Son of a bitch. That’s the same $50,000 watch Matthew the banker wore.

“I figure if I’m going to be the last person on earth who doesn’t rely on his smartphone for the time,” he says with a grin, “I might as well have something that’s going to keep its value.”

He looks at me with lust in his eyes. “I have a very nice bottle of Armagnac that I’ve been dying to crack open—just looking for the right special occasion.”

I have no idea what Armagnac is, but I also couldn’t care less. The evidence is beginning to mount that Paul Michelson was involved with my sister. Getting inside his apartment might just allow me to find the evidence Gabriel needs for a warrant.

But then I hear my father’s warning in my head. In truth, I might have ignored it except for the fact that Charlotte’s voice creeps in too, telling me not to be alone with Paul unless I have a plan—and a means to protect myself.

“That sounds lovely, Paul. But I need to take a rain check, I’m afraid.”

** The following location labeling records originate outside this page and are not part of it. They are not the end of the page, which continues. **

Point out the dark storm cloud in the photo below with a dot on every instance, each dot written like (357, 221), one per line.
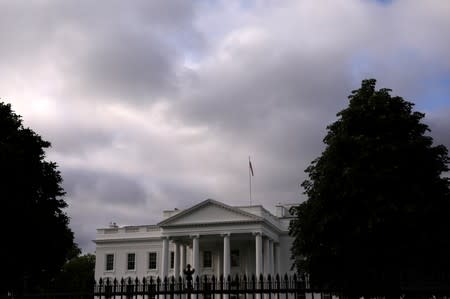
(103, 187)
(107, 52)
(153, 105)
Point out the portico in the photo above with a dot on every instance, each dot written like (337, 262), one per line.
(214, 238)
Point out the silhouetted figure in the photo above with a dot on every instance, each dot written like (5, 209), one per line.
(188, 274)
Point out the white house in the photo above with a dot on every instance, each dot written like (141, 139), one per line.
(213, 237)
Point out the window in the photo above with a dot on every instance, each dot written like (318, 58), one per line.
(152, 260)
(235, 258)
(207, 259)
(109, 262)
(172, 259)
(131, 261)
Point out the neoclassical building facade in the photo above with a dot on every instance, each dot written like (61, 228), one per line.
(214, 238)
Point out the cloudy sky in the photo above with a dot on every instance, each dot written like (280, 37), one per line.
(154, 105)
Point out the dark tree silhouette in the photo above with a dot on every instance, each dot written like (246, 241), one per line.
(36, 238)
(77, 275)
(377, 214)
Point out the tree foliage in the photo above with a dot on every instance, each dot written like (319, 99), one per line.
(377, 214)
(37, 240)
(77, 275)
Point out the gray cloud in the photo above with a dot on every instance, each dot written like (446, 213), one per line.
(155, 105)
(107, 188)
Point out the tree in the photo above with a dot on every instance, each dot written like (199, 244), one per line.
(37, 240)
(377, 214)
(77, 275)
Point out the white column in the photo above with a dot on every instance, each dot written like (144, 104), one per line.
(258, 254)
(277, 258)
(226, 255)
(176, 262)
(182, 258)
(271, 263)
(165, 258)
(195, 255)
(266, 257)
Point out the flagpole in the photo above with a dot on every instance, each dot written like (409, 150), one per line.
(250, 179)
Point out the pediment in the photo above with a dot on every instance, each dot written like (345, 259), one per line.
(209, 211)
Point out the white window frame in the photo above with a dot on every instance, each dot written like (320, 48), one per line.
(156, 260)
(203, 259)
(106, 262)
(238, 260)
(171, 260)
(126, 262)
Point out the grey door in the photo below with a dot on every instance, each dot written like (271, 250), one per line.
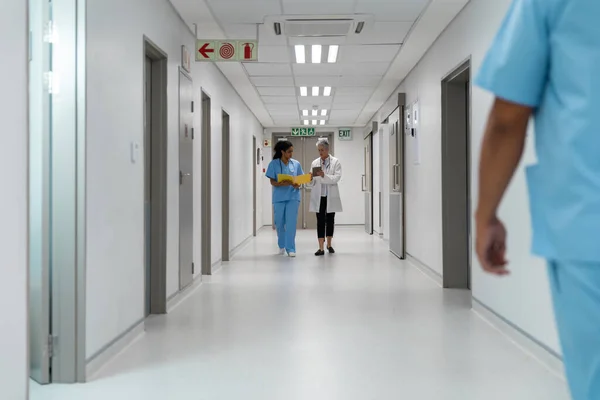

He puts on a smile as phony as a bad toupee. He must have thought my agreeing to let him buy me dinner at a restaurant near his apartment was akin to executing a letter of intent for sex.

“Another time, then,” he says.




At ten, back in my apartment and alone, I feel the need for interaction with a man who doesn’t repulse me. So I begin to compose a text to Dylan.

Hey there. Wondering how you’re doing.

I stare at it on my screen for a good ten seconds before I hit the “Send” button. Then I anxiously wait another ten, trying to will his reply. I’m about to put the phone down when I hear the ping.